Column: Copper braces for another round of US tariff roulette
(The opinions expressed here are those of Andy Home, a columnist for Reuters.)
Here we go again.
The deadline for a US decision on whether to impose tariffs on refined copper imports is looming at the end of next month.
The market reaction is a widening in the arbitrage between the CME’s US duty-paid copper contract and the London Metal Exchange’s (LME) international price .
The rising premium for US delivery is drawing more metal into the United States, tightening up availability everywhere else.
If all this sounds familiar, it’s because the copper market was in exactly the same state of nervous anticipation this time last year.
US President Donald Trump ended up confounding expectations by imposing tariffs on copper products but not on refined metal.
Left on the table was the option of phasing in refined copper tariffs from next year. A decision is due by the end of June.

Minding the volatile gap
The CME premium over the LME price is smaller than this time last year, because back then traders were pricing in import tariffs of 50% to match those already imposed on aluminum and steel.
Trump’s July decision to exempt refined metal upended the trade. The CME premium imploded and the arbitrage eventually inverted, with LME even commanding a premium in the early months of 2026.
Now, the CME premium is back and widening once again.
The spot premium is a modest 3% of the LME price. But the March 2027 forward premium is close to $1,000 per metric ton, equivalent to 7% of the LME price.
Given the US administration has flagged the potential for phased tariffs of 15% from the start of 2027 and 30% from the start of 2028, there is clearly further upside to the CME premium.

Renewed tariff pull
Not that it matters too much for physical traders. The differential on the forward months is more than enough to cover the costs of shipping to the United States.
US imports dropped sharply in the closing months of 2025 as the tariff trade unwound.
But they’ve bounced back strongly so far in 2026. Inbound shipments more than doubled year-on-year to 533,000 tons in the first quarter, according to the World Bureau of Metal Statistics, which collects data from official customs figures.
More is on its way, judging by the renewed upward momentum in CME stocks, which now total 577,385 tons, accounting for 44% of global exchange inventory.
Even that tells only part of the story. LME copper stocks have also been migrating to the United States with 222,000 tons sitting at US ports in a combination of registered and off-warrant inventory.
Last week’s cancellation of 33,275 tons at New Orleans suggests metal is being prepared for customs clearance as the arbitrage yawns wider again.

Strategics stockpile
The US has over the last year or so built up its own strategic copper reserve thanks to the on-again, off-again threat of tariffs.

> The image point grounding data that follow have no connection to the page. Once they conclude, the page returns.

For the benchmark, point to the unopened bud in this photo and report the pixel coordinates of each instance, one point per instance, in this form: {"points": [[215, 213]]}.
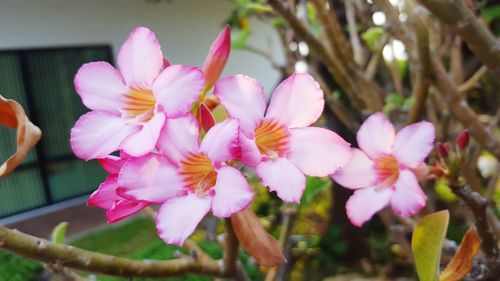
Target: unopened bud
{"points": [[443, 150], [462, 140]]}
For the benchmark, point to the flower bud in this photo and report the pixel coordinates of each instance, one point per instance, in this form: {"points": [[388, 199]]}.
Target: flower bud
{"points": [[217, 57], [462, 140], [207, 120], [443, 150]]}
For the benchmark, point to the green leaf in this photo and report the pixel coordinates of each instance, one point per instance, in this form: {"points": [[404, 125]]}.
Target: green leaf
{"points": [[240, 40], [426, 244], [279, 22], [258, 8], [372, 36], [59, 233], [314, 186], [443, 191]]}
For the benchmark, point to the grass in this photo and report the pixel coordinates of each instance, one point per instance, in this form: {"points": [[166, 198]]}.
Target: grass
{"points": [[134, 239]]}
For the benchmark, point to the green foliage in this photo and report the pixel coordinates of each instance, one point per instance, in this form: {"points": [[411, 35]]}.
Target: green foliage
{"points": [[444, 192], [14, 268], [426, 244], [396, 101], [239, 40], [59, 233], [314, 186], [372, 37]]}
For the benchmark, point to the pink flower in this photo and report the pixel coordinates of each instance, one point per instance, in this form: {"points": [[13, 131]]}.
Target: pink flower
{"points": [[279, 143], [383, 171], [217, 57], [105, 196], [130, 105], [188, 178]]}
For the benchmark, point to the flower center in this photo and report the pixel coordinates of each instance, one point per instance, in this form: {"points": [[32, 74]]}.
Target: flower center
{"points": [[271, 138], [139, 101], [387, 168], [198, 173]]}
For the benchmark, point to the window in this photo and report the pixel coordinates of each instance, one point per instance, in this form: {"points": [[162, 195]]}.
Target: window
{"points": [[41, 81]]}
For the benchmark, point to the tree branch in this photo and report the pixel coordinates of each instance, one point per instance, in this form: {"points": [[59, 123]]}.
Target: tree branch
{"points": [[461, 110], [69, 256], [462, 20], [335, 67], [421, 70], [478, 205]]}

Including metal that is being stored off exchange, the stockpile is now likely over 1 million tons, not as large as that held by China’s state stockpile manager but bigger than any other country’s reserves.

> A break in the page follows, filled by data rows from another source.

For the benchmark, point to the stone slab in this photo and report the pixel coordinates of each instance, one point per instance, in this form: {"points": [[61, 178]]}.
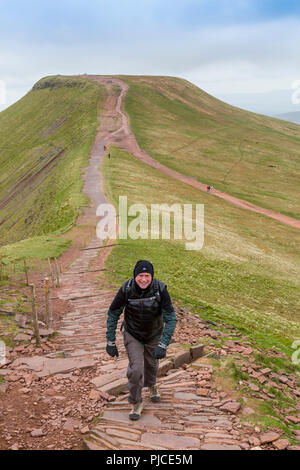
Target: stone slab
{"points": [[145, 419], [196, 351], [116, 387], [44, 366], [171, 441], [181, 358], [164, 367], [102, 380]]}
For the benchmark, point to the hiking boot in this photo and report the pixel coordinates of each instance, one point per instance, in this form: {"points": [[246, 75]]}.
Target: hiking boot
{"points": [[136, 411], [154, 393]]}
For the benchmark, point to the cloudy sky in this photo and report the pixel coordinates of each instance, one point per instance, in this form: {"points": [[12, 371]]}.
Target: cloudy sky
{"points": [[230, 48]]}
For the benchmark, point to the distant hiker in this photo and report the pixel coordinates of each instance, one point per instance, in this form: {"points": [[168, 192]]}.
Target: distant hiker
{"points": [[148, 307]]}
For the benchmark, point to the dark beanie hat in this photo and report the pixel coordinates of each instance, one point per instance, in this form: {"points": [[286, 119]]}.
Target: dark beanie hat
{"points": [[143, 266]]}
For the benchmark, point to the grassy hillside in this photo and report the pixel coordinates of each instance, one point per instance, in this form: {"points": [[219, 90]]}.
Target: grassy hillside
{"points": [[45, 142], [247, 273], [254, 157], [245, 279]]}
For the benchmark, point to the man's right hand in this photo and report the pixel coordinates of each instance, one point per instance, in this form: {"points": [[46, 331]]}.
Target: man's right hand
{"points": [[112, 349]]}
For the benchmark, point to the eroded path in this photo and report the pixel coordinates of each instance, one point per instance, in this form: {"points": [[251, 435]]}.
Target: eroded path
{"points": [[67, 389], [124, 138]]}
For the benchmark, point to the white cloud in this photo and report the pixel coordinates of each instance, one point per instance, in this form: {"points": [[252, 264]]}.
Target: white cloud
{"points": [[248, 58]]}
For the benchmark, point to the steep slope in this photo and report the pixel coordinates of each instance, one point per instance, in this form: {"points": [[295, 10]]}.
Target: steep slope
{"points": [[45, 142], [250, 156]]}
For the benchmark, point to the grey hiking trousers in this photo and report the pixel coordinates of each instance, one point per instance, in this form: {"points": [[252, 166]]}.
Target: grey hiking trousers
{"points": [[142, 367]]}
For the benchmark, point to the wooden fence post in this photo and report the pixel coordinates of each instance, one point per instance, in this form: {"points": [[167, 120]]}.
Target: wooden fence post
{"points": [[26, 272], [35, 318], [57, 273], [51, 273], [47, 302]]}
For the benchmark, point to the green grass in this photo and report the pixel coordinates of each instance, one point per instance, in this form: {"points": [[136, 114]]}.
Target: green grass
{"points": [[43, 247], [244, 276], [45, 143], [250, 156]]}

Does the US need any more?
Probably not, but it’s not clear how the stock build will figure in Commerce Secretary Howard Lutnick’s thinking when he reports back to Trump at the end of June.
As with other metals tariffs, the stated aim is to reinvigorate US production capacity and in that regard the country still has only two primary copper smelters with no signs of that changing any time soon.
Thanks to last year’s import surge, the country’s import dependency rose to 57% from 45% in 2024, according to the United States Geological Survey.
On those metrics the case for tariffs looks strong given the parameters of the Section 232 national security investigation.
But as the copper market has found out to its cost, second-guessing the Trump administration is a hazardous business.